Oh for real that there's a pretty good chance you have just read our A10 series APU review from AMD. These APU's slash processors offer value for money in the entry level PC market. Obviously the APU needs some sort of infrastructure as well, and that's where FM2 motherboards jump in. In the weeks to come you are going to notice a lot of reviews on A85X motherboards from various manufacturers. Now we have multiple of these motherboards in the lab here so for the APU reviews we used an ASUS board, however in this review an Gigabyte board. 

But what are these new motherboards all about ? Well, the chip used on these puppies is the FCH and alongside the Trinity processor APUs the new A85X FCH is born.

First off, to clear some confusion, Trinity-based APUs are not socket-compatible with Llano. So the new A10 APU would not fit on the older models motherboards.  The old chip-set and the new one however are hard to separate. The A85X FCH gives you eight SATA 6Gb/s-capable ports, RAID 5 support, and the ability to divide the APU’s 16 lanes of PCI Express 2.0 into a pair of x8 links. That really is the big difference right there. Then of course the motherboard manufacturers will add more ICs and designs to make the products more attractive.

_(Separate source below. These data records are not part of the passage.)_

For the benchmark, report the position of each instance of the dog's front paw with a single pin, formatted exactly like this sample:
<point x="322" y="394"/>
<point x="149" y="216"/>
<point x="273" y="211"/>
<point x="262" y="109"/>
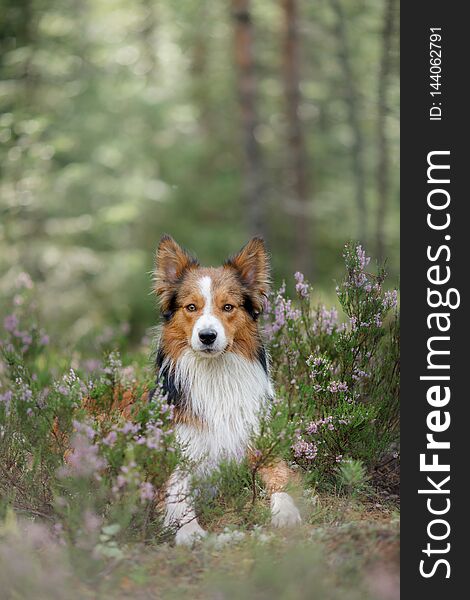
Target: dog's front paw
<point x="189" y="533"/>
<point x="283" y="510"/>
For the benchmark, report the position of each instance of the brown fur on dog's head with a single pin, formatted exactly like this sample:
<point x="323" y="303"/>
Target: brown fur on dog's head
<point x="227" y="299"/>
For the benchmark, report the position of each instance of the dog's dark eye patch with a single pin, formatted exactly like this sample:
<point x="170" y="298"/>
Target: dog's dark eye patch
<point x="171" y="307"/>
<point x="249" y="306"/>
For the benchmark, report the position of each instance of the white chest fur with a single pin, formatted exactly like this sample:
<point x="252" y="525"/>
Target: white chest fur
<point x="227" y="394"/>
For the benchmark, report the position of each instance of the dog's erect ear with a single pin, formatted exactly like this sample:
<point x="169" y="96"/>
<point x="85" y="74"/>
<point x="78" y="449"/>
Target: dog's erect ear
<point x="252" y="264"/>
<point x="171" y="262"/>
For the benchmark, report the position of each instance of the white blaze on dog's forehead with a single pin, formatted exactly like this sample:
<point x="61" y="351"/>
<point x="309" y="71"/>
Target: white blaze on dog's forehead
<point x="205" y="285"/>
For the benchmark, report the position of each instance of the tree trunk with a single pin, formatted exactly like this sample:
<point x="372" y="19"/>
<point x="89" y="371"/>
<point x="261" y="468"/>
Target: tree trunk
<point x="254" y="189"/>
<point x="297" y="178"/>
<point x="383" y="163"/>
<point x="352" y="100"/>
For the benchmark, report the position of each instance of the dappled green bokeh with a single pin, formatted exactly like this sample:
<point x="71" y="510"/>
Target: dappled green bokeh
<point x="120" y="121"/>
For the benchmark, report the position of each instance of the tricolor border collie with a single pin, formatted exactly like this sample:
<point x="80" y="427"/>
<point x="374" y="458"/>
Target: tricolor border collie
<point x="215" y="371"/>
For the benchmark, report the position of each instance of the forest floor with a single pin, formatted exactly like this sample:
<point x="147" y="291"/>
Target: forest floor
<point x="345" y="549"/>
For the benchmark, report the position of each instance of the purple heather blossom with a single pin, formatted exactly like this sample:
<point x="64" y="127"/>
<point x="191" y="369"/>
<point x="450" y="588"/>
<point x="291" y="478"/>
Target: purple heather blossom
<point x="24" y="281"/>
<point x="110" y="439"/>
<point x="304" y="449"/>
<point x="10" y="323"/>
<point x="337" y="386"/>
<point x="390" y="299"/>
<point x="84" y="429"/>
<point x="362" y="258"/>
<point x="325" y="320"/>
<point x="84" y="461"/>
<point x="301" y="286"/>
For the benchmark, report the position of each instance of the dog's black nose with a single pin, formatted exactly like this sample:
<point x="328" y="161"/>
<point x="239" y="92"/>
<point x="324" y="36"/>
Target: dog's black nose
<point x="207" y="336"/>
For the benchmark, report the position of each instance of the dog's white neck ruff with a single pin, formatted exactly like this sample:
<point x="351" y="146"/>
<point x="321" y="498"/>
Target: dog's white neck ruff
<point x="227" y="393"/>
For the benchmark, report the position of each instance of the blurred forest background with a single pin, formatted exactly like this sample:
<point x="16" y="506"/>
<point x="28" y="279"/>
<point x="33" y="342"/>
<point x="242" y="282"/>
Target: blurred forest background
<point x="212" y="121"/>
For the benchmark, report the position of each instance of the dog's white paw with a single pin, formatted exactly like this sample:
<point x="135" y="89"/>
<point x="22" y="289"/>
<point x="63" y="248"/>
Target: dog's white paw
<point x="189" y="533"/>
<point x="283" y="510"/>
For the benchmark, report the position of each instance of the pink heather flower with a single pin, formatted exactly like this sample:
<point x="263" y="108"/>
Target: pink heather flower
<point x="110" y="439"/>
<point x="337" y="386"/>
<point x="10" y="323"/>
<point x="147" y="491"/>
<point x="24" y="281"/>
<point x="312" y="428"/>
<point x="301" y="287"/>
<point x="84" y="461"/>
<point x="362" y="258"/>
<point x="306" y="450"/>
<point x="390" y="299"/>
<point x="6" y="398"/>
<point x="129" y="427"/>
<point x="84" y="428"/>
<point x="44" y="340"/>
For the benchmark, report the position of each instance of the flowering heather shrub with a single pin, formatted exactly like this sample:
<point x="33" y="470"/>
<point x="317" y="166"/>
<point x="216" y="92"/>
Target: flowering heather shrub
<point x="337" y="380"/>
<point x="80" y="446"/>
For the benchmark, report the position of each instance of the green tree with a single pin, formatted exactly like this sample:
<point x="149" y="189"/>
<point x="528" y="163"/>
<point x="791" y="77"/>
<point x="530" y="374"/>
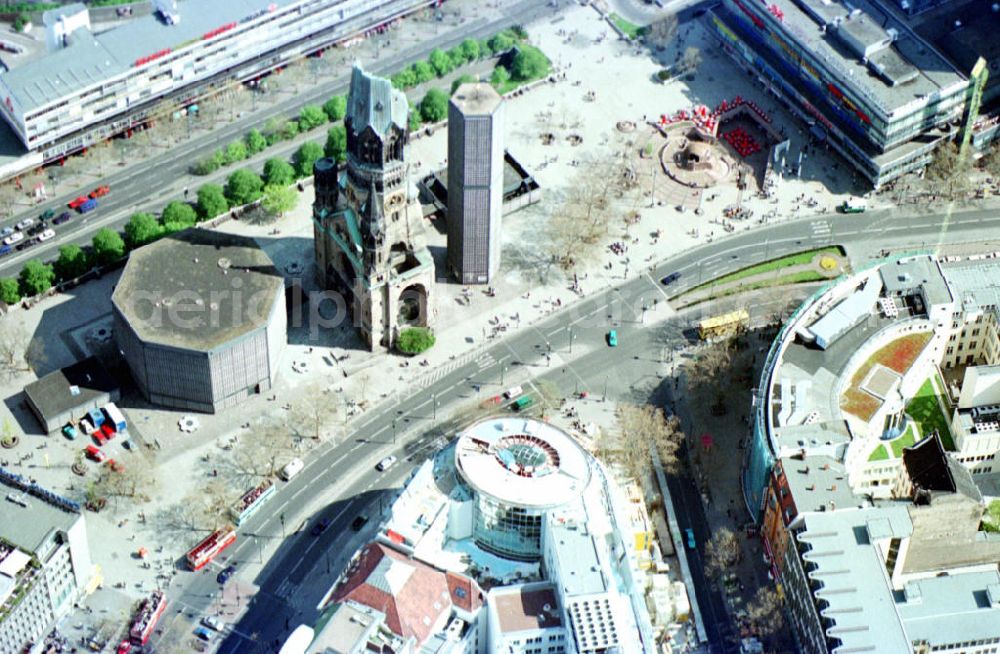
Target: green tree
<point x="256" y="142"/>
<point x="179" y="213"/>
<point x="462" y="79"/>
<point x="404" y="79"/>
<point x="72" y="261"/>
<point x="304" y="158"/>
<point x="211" y="201"/>
<point x="499" y="78"/>
<point x="10" y="291"/>
<point x="440" y="62"/>
<point x="278" y="171"/>
<point x="311" y="116"/>
<point x="529" y="64"/>
<point x="422" y="72"/>
<point x="290" y="130"/>
<point x="141" y="228"/>
<point x="235" y="152"/>
<point x="471" y="50"/>
<point x="108" y="246"/>
<point x="500" y="43"/>
<point x="36" y="277"/>
<point x="243" y="187"/>
<point x="336" y="143"/>
<point x="279" y="199"/>
<point x="335" y="108"/>
<point x="434" y="106"/>
<point x="414" y="340"/>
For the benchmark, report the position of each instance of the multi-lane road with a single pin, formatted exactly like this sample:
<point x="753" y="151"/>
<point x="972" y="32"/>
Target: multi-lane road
<point x="344" y="478"/>
<point x="152" y="183"/>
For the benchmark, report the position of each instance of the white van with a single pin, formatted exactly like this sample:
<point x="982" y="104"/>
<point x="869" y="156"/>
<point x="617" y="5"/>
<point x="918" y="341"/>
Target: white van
<point x="291" y="469"/>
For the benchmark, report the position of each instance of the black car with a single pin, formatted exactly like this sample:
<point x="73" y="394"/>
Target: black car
<point x="670" y="279"/>
<point x="224" y="576"/>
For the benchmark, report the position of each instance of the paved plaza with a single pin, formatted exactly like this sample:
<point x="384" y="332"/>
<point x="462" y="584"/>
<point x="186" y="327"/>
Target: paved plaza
<point x="590" y="62"/>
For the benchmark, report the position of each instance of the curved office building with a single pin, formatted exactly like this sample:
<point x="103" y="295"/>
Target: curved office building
<point x="518" y="471"/>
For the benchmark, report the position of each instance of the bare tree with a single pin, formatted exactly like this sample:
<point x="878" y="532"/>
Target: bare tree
<point x="661" y="32"/>
<point x="948" y="173"/>
<point x="19" y="351"/>
<point x="577" y="225"/>
<point x="640" y="428"/>
<point x="709" y="371"/>
<point x="722" y="552"/>
<point x="764" y="612"/>
<point x="314" y="412"/>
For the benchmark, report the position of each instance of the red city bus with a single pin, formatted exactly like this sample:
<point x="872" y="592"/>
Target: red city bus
<point x="209" y="548"/>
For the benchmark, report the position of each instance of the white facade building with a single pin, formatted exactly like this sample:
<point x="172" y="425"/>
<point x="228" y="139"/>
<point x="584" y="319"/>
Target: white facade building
<point x="44" y="561"/>
<point x="100" y="85"/>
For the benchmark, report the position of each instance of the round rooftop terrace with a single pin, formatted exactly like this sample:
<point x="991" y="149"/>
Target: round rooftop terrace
<point x="522" y="462"/>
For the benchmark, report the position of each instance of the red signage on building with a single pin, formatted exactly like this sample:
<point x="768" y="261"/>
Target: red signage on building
<point x="156" y="55"/>
<point x="217" y="31"/>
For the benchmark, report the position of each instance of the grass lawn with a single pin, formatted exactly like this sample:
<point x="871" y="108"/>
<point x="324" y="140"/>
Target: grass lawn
<point x="898" y="355"/>
<point x="906" y="440"/>
<point x="631" y="30"/>
<point x="926" y="410"/>
<point x="880" y="454"/>
<point x="798" y="259"/>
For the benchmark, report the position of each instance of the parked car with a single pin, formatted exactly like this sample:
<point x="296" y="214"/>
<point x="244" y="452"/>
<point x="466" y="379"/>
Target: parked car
<point x="94" y="453"/>
<point x="213" y="622"/>
<point x="670" y="279"/>
<point x="224" y="576"/>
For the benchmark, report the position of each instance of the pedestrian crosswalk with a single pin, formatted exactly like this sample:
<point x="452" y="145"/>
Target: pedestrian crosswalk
<point x="820" y="227"/>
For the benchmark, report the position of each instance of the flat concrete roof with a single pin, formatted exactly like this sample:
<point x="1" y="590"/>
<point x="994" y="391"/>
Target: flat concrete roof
<point x="90" y="59"/>
<point x="29" y="523"/>
<point x="197" y="289"/>
<point x="577" y="561"/>
<point x="933" y="72"/>
<point x="53" y="394"/>
<point x="476" y="98"/>
<point x="522" y="462"/>
<point x="523" y="609"/>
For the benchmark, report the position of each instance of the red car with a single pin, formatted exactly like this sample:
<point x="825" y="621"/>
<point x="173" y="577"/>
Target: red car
<point x="95" y="454"/>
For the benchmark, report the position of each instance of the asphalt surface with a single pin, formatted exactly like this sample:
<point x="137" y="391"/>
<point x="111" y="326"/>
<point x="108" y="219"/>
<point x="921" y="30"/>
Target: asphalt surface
<point x="149" y="185"/>
<point x="345" y="477"/>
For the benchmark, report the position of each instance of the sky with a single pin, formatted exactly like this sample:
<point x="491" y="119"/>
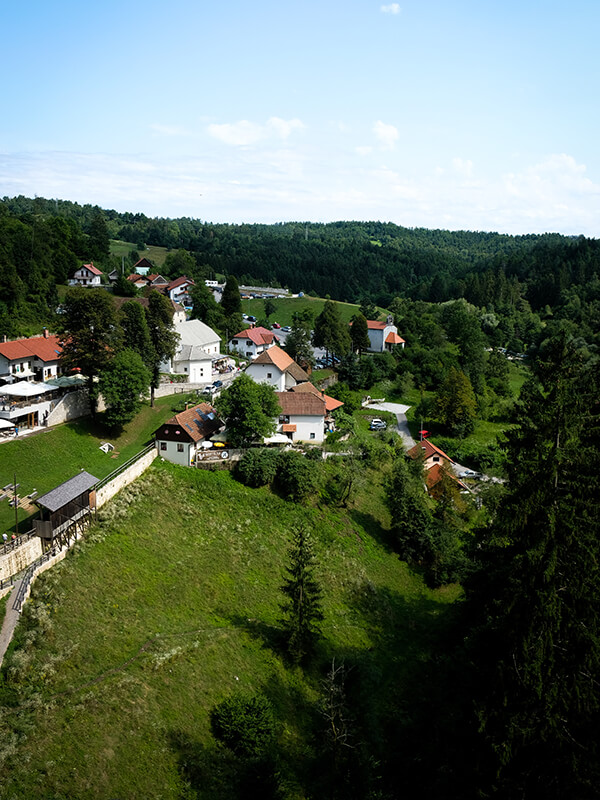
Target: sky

Gigabyte for example, offer the board Gigabyte GA-F2A85X-UP4 Trinity motherboard as tested today an  AMD Socket FM2 based motherboard for the desktop Trinity APUs which have just launched. The motherboard offers the AMD A85 chip-set, a near silly (for this segment) three PCI Express x16 slots, four memory slots, six USB 3.0 ports and six SATA 6Gbps ports. It also is equipped with Gigabyte's new MOSFET design, which promises cooler operation.

A motherboard loaded with little tricks  and features, for example you'll spot no less then four monitor outputs on this product of which you may use up-to three simultaneously. But before we dive into the tech stuff, have a peek .. now I ask you again, does that look like an entryu-level product ?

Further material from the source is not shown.